One issue the Court grappled with was whether it was imbued with the power to change or do away with the rule, or if that was a job for the legislature. The Court noted that in the past 50 years, the Maryland General Assembly had considered some thirty bills seeking to change the contributory negligence standard, not one of which had been enacted. Ultimately, the Court concluded that it did indeed have the authority to change the common law rule of contributory negligence. However, it declined to do so because it viewed the Maryland General Assembly’s repeated failure to pass legislation repealing the defense as very strong evidence that the legislative policy in Maryland is to retain the principle of contributory negligence.

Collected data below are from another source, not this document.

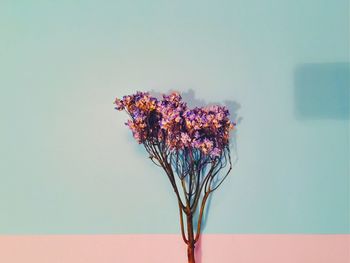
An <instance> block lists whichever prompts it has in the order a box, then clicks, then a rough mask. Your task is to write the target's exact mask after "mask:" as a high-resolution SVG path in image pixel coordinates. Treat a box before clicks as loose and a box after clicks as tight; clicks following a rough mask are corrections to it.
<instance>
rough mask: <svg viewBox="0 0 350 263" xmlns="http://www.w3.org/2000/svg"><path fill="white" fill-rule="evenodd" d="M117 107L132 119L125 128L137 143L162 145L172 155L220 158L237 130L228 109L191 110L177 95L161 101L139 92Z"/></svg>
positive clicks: (144, 93) (178, 93)
mask: <svg viewBox="0 0 350 263" xmlns="http://www.w3.org/2000/svg"><path fill="white" fill-rule="evenodd" d="M114 103H115V104H116V107H115V108H116V109H117V110H119V111H121V110H125V111H126V112H127V113H128V114H129V115H130V117H131V119H130V120H128V122H127V123H126V125H127V126H128V127H129V128H130V129H131V131H132V133H133V136H134V138H135V139H136V140H137V141H138V143H144V142H146V141H148V142H160V141H162V142H165V144H166V145H167V146H168V147H169V149H170V150H172V151H178V150H184V149H198V150H200V151H201V152H202V153H203V154H204V155H209V156H210V157H212V158H215V157H219V156H220V155H221V153H222V151H223V149H224V148H225V147H226V146H228V144H229V132H230V130H232V129H233V128H234V126H235V123H233V122H231V121H230V119H229V111H228V109H227V108H226V107H224V106H218V105H213V106H208V107H201V108H199V107H196V108H194V109H188V108H187V105H186V103H185V102H183V101H182V98H181V96H180V94H179V93H177V92H173V93H171V94H170V95H163V98H162V99H161V100H158V99H157V98H154V97H152V96H150V94H149V93H148V92H137V93H136V94H132V95H128V96H124V97H123V98H122V99H118V98H117V99H116V100H115V102H114Z"/></svg>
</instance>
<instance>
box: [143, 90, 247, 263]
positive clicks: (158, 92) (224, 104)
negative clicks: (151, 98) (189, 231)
mask: <svg viewBox="0 0 350 263" xmlns="http://www.w3.org/2000/svg"><path fill="white" fill-rule="evenodd" d="M173 91H176V90H169V91H168V92H167V93H170V92H173ZM149 93H150V94H151V95H152V96H155V97H157V98H161V96H162V94H163V93H160V92H157V91H155V90H151V91H149ZM180 94H181V96H182V99H183V101H184V102H186V103H187V105H188V107H189V108H194V107H205V106H210V105H222V106H226V107H227V109H228V110H229V112H230V120H231V121H232V122H234V123H236V126H239V124H240V123H241V122H242V121H243V117H242V116H239V115H238V111H239V109H240V108H241V105H240V104H239V103H238V102H237V101H231V100H225V101H223V102H207V101H205V100H203V99H199V98H197V97H196V95H195V92H194V90H193V89H189V90H188V91H184V92H180ZM230 149H231V150H233V151H231V157H233V158H232V165H235V164H236V163H237V161H238V151H237V129H234V130H233V131H232V132H231V134H230ZM211 203H212V195H210V196H209V198H208V200H207V204H206V207H205V209H204V213H203V219H202V225H201V228H202V231H203V230H204V229H205V228H206V225H207V221H208V214H209V213H208V212H209V210H210V206H211ZM198 217H199V212H198V210H197V211H196V213H195V214H194V220H193V221H194V224H193V226H194V229H197V225H198ZM202 231H201V232H202ZM195 255H196V262H197V263H201V262H202V235H201V236H200V237H199V239H198V241H197V243H196V247H195Z"/></svg>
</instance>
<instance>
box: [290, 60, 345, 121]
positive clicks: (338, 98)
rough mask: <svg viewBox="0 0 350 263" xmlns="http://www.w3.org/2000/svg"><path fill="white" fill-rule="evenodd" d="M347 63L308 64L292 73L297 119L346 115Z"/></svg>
mask: <svg viewBox="0 0 350 263" xmlns="http://www.w3.org/2000/svg"><path fill="white" fill-rule="evenodd" d="M349 79H350V74H349V63H345V62H344V63H321V64H316V63H309V64H301V65H299V66H297V68H296V70H295V74H294V84H295V87H294V88H295V89H294V103H295V104H294V105H295V111H294V112H295V117H296V118H297V119H302V120H307V119H348V118H349V85H350V81H349Z"/></svg>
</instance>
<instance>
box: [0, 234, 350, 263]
mask: <svg viewBox="0 0 350 263" xmlns="http://www.w3.org/2000/svg"><path fill="white" fill-rule="evenodd" d="M349 251H350V235H204V236H203V237H202V240H201V241H200V243H199V245H198V247H197V251H196V252H197V263H216V262H220V263H225V262H230V263H231V262H232V263H264V262H267V263H277V262H278V263H304V262H305V263H349V262H350V257H349ZM0 262H3V263H31V262H33V263H34V262H35V263H73V262H74V263H112V262H113V263H118V262H123V263H124V262H142V263H143V262H144V263H160V262H162V263H164V262H167V263H179V262H184V263H185V262H187V261H186V247H185V244H184V243H183V242H182V239H181V237H180V236H178V235H46V236H0Z"/></svg>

Although contributory negligence is most closely associated with motor vehicle accidents and other personal injury cases (such as falling soccer goals), it can also be raised as a defense in cases involving business transactions where a party alleges damages resulting from someone’s fraud or negligence. It remains to be seen whether the Maryland legislature or judiciary will ultimately abolish the law, but one thing is certain: the debate will continue.